WHAT NOW?

Almost a year ago, we had to start clearing out my parents’ house, as they were both turning 90, and preparing to move to an independent living facility. It was not a move they wanted to make, but life at home had become unsustainable. In January, we had an estate sale to clear out decades of belongings. It was hard work, but it went pretty well, except for the annoying shoppers who wanted to negotiate the price of fifty-cent items, the middle-aged punks who stole an edger/trimmer, and the Baptist preacher who tried to weave his pitch for eternal life into his cash offer on the Snapper riding mower. 

“It’s $900, huh?”

“Yep.”

“I can get one of my church members to come by with his truck to help me get it home.”

“Okay, great.”

Brief pause. 

“Hey, if you died tonight, do you know where you would spend eternity?”
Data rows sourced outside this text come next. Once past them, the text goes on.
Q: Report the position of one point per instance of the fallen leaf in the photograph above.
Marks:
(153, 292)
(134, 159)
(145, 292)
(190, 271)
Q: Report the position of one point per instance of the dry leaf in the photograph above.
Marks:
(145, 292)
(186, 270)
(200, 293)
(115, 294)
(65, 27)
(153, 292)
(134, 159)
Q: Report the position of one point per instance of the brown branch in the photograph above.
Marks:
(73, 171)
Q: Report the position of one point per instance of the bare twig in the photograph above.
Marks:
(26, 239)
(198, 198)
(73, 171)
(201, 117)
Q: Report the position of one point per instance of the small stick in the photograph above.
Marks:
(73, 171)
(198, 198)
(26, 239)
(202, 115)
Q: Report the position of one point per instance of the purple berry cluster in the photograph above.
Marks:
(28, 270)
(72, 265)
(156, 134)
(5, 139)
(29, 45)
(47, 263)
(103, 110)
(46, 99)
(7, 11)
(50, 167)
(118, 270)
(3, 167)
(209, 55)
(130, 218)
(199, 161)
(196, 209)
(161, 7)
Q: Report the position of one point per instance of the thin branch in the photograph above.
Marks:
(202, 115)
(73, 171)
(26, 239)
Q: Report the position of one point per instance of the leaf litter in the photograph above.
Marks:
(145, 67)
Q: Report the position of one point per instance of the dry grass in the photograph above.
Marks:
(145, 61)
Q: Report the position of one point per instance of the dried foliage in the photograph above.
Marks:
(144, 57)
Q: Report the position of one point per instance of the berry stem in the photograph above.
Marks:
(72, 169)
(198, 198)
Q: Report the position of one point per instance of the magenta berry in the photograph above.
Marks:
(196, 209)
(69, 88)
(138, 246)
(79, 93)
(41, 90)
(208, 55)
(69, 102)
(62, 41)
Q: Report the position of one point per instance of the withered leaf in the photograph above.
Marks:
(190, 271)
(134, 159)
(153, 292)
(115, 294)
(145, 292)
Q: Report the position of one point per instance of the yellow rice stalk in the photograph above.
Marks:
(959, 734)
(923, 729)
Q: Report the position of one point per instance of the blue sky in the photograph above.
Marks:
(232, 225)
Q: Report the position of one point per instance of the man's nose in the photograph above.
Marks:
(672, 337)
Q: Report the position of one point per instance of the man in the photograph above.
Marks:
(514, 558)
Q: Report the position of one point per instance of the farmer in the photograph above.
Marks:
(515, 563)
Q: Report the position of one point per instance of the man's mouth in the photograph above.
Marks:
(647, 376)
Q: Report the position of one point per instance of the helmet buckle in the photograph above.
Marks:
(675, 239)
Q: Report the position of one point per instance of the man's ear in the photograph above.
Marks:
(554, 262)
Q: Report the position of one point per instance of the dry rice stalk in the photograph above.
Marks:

I thought about saying, “Nope. And neither do you,” but instead I gambled on a longer answer, “Well, my father is a retired Baptist pastor, and I spent 19 years as a professor at a Baptist university up the road in Bolivar.”

He smiled and nodded eagerly, having identified me as one of the brethren. “Ohhh. Ahhh.”

“And all of that has left me with a healthy skepticism and a complicated answer to questions like yours.”

His eyebrows rose, as he shifted his feet and girded his loins for spiritual warfare. 

He raised his finger to continue his Sunday School lesson, but I preempted him, “Having spent my whole life either around church or in the study of political and religious rhetoric, I also know my own mind on the subject. I’m not likely to be easily persuaded. Also, I don’t really want to talk about it.”

I could tell he wanted to keep going. Needed to. After all, he was commissioned to fight a war against principalities and powers, not make friends. I gave him a raised eyebrow that I hoped would say, “I will sell this goddamn mower to someone else, if you keep it up, buddy.” 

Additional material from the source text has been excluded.